Public tests for new JR East Suica/QR combo transit gate (Updated)

The new JR East Suica/QR gate design was unveiled back in December along with the new Takanawa Gateway station details. Test gate installations have been in service at Takanawa Gateway and JR Shinjuku New South exit these past few months but only for Suica and the QR reader covered up. If you have your heart set on trying one out, go to Takanawa Gateway where JR East officials will take the cover off the QR reader from September 15~29 (except for 9/24~27) for public tests.

QR will eventually replace mag strip paper tickets which are increasing expensive to recycle, and the new gates will gradually replace those ingenious paper ticket/Suica combo transit gates made by Omron. I have tried the new gate in Shinjuku and all I can say is…I’m glad I wear my Apple Watch / Apple Pay Suica on the right.

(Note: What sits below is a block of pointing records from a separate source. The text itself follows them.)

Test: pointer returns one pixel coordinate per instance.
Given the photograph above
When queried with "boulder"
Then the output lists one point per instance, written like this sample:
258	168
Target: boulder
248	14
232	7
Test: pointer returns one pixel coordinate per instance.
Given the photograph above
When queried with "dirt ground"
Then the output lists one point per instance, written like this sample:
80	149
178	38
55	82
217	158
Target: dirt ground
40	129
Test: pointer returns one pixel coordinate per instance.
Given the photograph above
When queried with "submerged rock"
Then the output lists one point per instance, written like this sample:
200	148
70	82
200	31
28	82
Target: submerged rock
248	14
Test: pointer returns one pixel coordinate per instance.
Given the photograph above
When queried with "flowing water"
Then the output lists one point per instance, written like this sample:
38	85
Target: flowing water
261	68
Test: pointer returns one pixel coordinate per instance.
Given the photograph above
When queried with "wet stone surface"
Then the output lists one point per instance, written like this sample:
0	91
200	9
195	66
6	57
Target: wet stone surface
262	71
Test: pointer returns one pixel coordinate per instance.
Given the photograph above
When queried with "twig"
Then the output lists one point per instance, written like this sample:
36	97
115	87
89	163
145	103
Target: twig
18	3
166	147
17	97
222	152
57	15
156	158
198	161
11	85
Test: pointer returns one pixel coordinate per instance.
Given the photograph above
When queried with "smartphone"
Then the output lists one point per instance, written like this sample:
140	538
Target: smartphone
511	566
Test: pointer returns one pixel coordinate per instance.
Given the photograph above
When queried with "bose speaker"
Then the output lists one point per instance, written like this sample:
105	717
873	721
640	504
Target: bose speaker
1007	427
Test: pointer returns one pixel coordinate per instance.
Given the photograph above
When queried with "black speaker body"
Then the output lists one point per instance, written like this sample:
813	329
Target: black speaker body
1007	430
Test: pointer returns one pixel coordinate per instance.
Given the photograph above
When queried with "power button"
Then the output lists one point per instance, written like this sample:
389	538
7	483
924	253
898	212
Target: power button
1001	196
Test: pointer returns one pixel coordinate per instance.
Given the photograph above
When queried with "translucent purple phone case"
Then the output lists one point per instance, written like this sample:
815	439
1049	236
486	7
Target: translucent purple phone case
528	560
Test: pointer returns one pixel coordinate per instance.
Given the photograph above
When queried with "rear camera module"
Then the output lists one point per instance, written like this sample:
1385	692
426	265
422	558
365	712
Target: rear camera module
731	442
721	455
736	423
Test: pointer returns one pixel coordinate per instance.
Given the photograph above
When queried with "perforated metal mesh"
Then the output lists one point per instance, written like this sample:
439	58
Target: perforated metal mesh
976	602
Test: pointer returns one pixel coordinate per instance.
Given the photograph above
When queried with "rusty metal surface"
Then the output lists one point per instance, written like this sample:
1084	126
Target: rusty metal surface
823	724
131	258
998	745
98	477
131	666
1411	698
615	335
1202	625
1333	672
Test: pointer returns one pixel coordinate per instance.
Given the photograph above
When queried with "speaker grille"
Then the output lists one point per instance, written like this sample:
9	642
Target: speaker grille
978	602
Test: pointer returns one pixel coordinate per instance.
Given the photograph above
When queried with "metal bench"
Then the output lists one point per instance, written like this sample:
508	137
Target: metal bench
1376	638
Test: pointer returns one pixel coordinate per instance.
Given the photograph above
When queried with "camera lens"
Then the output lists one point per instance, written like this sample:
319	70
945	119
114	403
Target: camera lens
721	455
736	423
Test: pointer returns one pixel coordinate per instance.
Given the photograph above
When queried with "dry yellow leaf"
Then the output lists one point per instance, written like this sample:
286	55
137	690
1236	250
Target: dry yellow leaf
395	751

No moving parts is boring…but cheaper than intricate mag strip reading mechanisms

UPDATE: Conflicted Impressions
Junya Suzuki has posted a deeper dive into the QR reader design on the new JR East gates with his usual fascinating analysis. Suzuki san is very big on the evolution of Suica away from local processing to a centrally processed unique ID model that does away with stored fare.

His IT background experience really shines through as he makes a convincing argument that a centralized unique Suica ID approach greatly simplifies the IT system by reducing hot-list/off-list refreshes that have to be coordinated between local and central systems.

We’ll have to see how things pan out with next generation FeliCa and next generation ‘Super Suica’ in 2021. There will be a definite focus on cloud + local, but I have doubts that Suzuki san’s centralized everything vision is always the best approach.

Perhaps I am missing something in his analysis, but I think there’s a happy medium that leverages the strengths of both for a robust innovative transit fare payment system as the centerpiece of the transit business platform.

Here’s a recap of his observations and reader feedback:

Separate QR reader placement
In Suzuki san’s piece JR East tech leads explain that widely separate NFC and QR readers work much better than an all-in-one approach. NFC always reacts faster than QR and this creates problems with the all-in-one reader and smartphones when fast, clean, precise read times are required. The gate QR sensor is made by DENSO. If you have ever used a poky DENSO POS QR+NFC reader at store checkout, you can relate.

Security Invisible Ink
As FeliCa Dude points out, JR East is likely using IR transparent ink to create unique ID codes for security. Apparently this is already used for Okinawa Monorail Okica QR paper tickets.

Poor Walk Flow
One of the great things about the mag strip paper ticket gates is they pull the ticket into the machine and spit it out at the other end of the gate. This is clever guided incentive to keep walking to pick up the ticket. With QR code transit gates people stop and wait for the reader to do something. Another nice thing about mag ticket machines is they eat the used tickets. The QR paper ticket downside not mentioned by JR East or the media: where do people put their used tickets for paper recycle? Who and what collects them, a bin?